Ubico directed a personalista regime in which all government actions required his personal approval and all officials took their orders directly from the chief executive. Those in remote regions received authorizations via telegraph. Military officers held key government positions, and his Progressive Party controlled all aspects of government and the legislature, conducting two plebiscites that reelected Ubico without opposition.

Ubico's regime used harsh methods to maintain internal order. Security forces kept a watchful eye on the populace, and political opposition was ruthlessly suppressed. The government controlled the only radio stations and carefully monitored the press. The only facilities to receive external news reports were housed in the National Palace.

Ubico sought to revive agriculture by promoting the cultivation of unused land and to integrate the Indians into the mainstream of the national economy by drawing them from subsistence agriculture into commercial farming. The Vagrancy Law of 1934 abolished debt peonage and substituted a labor obligation to the state, under which all citizens who did not cultivate their own plot of land of a minimum size were considered vagrant unless they were employed for a minimum of 150 days per year. While this constituted the first change in the rural labor system since colonial days, the requirement was long enough to supply labor for the harvesting and planting of export crops. Ubico sought to promote crop diversification, and the highway system enabled an expansion in food production by opening new areas to cultivation and linking once remote regions to the national market.

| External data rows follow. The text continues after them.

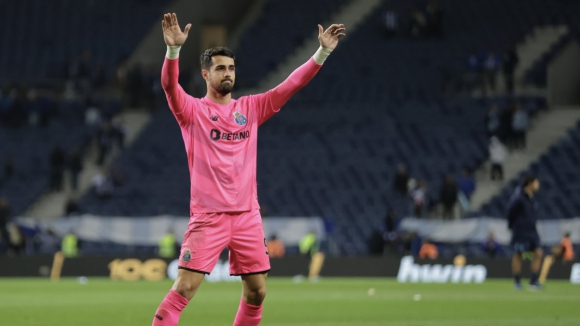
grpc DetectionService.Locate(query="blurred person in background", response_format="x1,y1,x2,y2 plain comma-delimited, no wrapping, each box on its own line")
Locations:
481,231,501,258
485,103,501,137
411,180,427,217
91,169,114,199
552,232,574,261
60,230,79,258
64,196,81,216
457,169,476,201
383,209,401,251
96,120,115,166
393,163,409,197
419,239,439,259
483,51,500,93
0,197,12,253
489,136,508,181
439,174,459,220
502,45,520,95
266,234,286,258
507,175,543,290
425,0,443,36
4,156,15,181
153,14,345,326
68,148,83,191
33,228,60,254
512,103,529,149
298,230,320,257
49,145,66,191
158,230,178,259
8,223,26,256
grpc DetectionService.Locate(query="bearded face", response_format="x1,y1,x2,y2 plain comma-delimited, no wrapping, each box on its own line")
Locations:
202,55,236,96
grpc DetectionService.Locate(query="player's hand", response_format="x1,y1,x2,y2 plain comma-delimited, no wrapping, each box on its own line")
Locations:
161,13,191,46
318,24,346,50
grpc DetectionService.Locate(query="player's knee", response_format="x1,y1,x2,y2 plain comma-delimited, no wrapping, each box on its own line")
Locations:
245,287,266,305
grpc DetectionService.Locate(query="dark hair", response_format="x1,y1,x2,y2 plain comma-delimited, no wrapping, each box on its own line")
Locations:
199,46,236,70
522,175,538,188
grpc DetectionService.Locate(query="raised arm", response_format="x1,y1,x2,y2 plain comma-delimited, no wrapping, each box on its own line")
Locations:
161,14,191,124
256,24,346,124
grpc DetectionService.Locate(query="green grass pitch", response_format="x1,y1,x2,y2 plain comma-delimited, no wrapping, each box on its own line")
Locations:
0,278,580,326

Ubico sought to promote Guatemalan dominance in Central America, conducting a diplomatic rivalry with his counterpart in El Salvador and seeking to reassert Guatemalan claims to British Honduras (Belize). Ubico maneuvered carefully to influence domestic politics in Nicaragua and Honduras. While his efforts were initially directed toward promoting the rise of the Liberal Party in neighboring nations, he later sought to promote stability in the isthmus through rapprochement with the incumbent regimes of the other Central American countries. Although this was a time-honored policy, it produced rumors of a so-called Dictators League during the late 1930s and early 1940s. The Belize question also resulted in an acrimonious and protracted dispute with Great Britain.

The advent of World War II proved particularly trying, given the importance of the large German community that constituted a significant part of the Guatemalan economy. Until the mid-1930s most Guatemalan coffee was sold on the Hamburg market. Though attracted by German investment and the strong centrist policies of national socialism, Ubico remained a staunch nationalist, rejecting outside influence. Ubico supported the United States as soon as it became involved in World War II, despite his dispute with England regarding Belize, and he supplied agricultural products, such as quinine, to the United States to offset the loss of Asian sources.

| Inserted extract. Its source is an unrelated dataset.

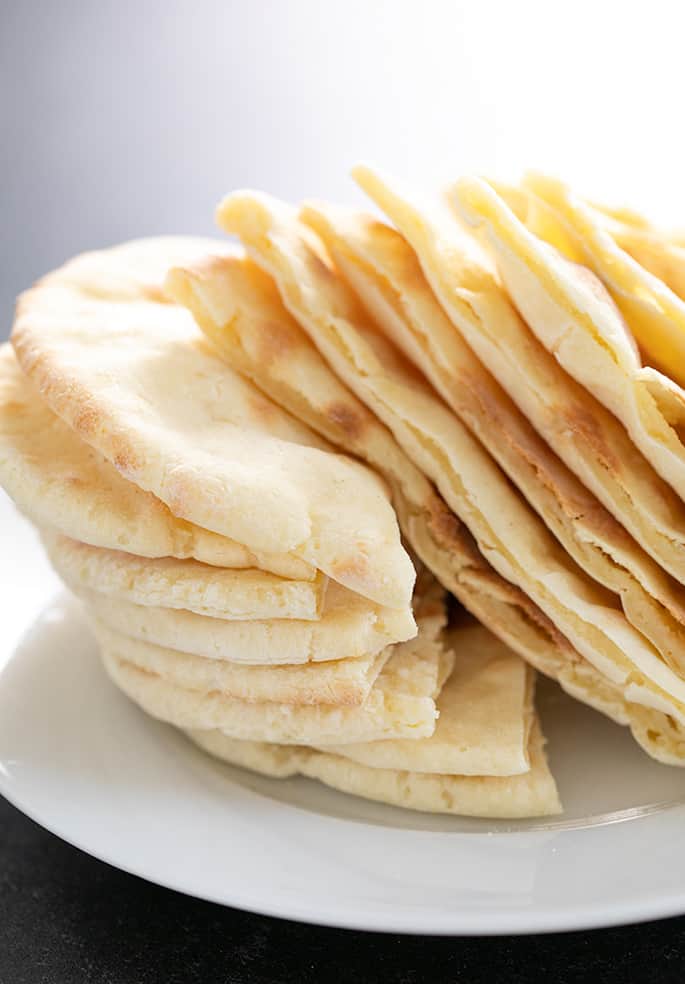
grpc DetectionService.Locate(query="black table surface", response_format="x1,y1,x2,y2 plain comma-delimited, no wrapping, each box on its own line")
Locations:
0,798,685,984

The Ubico regime was overthrown in 1944 by a revolt led by students, junior military officers, and disgruntled members of the urban middle class who felt his policies favored the landowners. Ubico went into exile to the United States, where he died.

See alsoDebt Peonage; Guatemala; World War II.

BIBLIOGRAPHY

Kenneth J. Grieb, "The Guatemalan Military and the Revolution of 1944," The Americas 32, no. 4 (1976): 524-543.

Kenneth J. Grieb, Guatemalan Caudillo: The Regime of Jorge Ubico, Guatemala, 1931–1944 (1979).

Chester Lloyd Jones, Guatemala: Past and Present (1940).

Carlos Samayoa Chinchilla, El dictador y yo (1967).

Additional Bibliography

Dosal, Paul J., and Oscar Guillermo Peláez Almengor. Jorge Ubico (1931–1944): Dictadura, economía y "La tacita de plata." Guatemala: Ediciones CEUR-USAC, 1996.

León Aragón, Oscar de. Caída de un régimen: Jorge Ubico—Federico Ponce: 20 de octubre de 1944. Guatemala: FLACSO, 1995.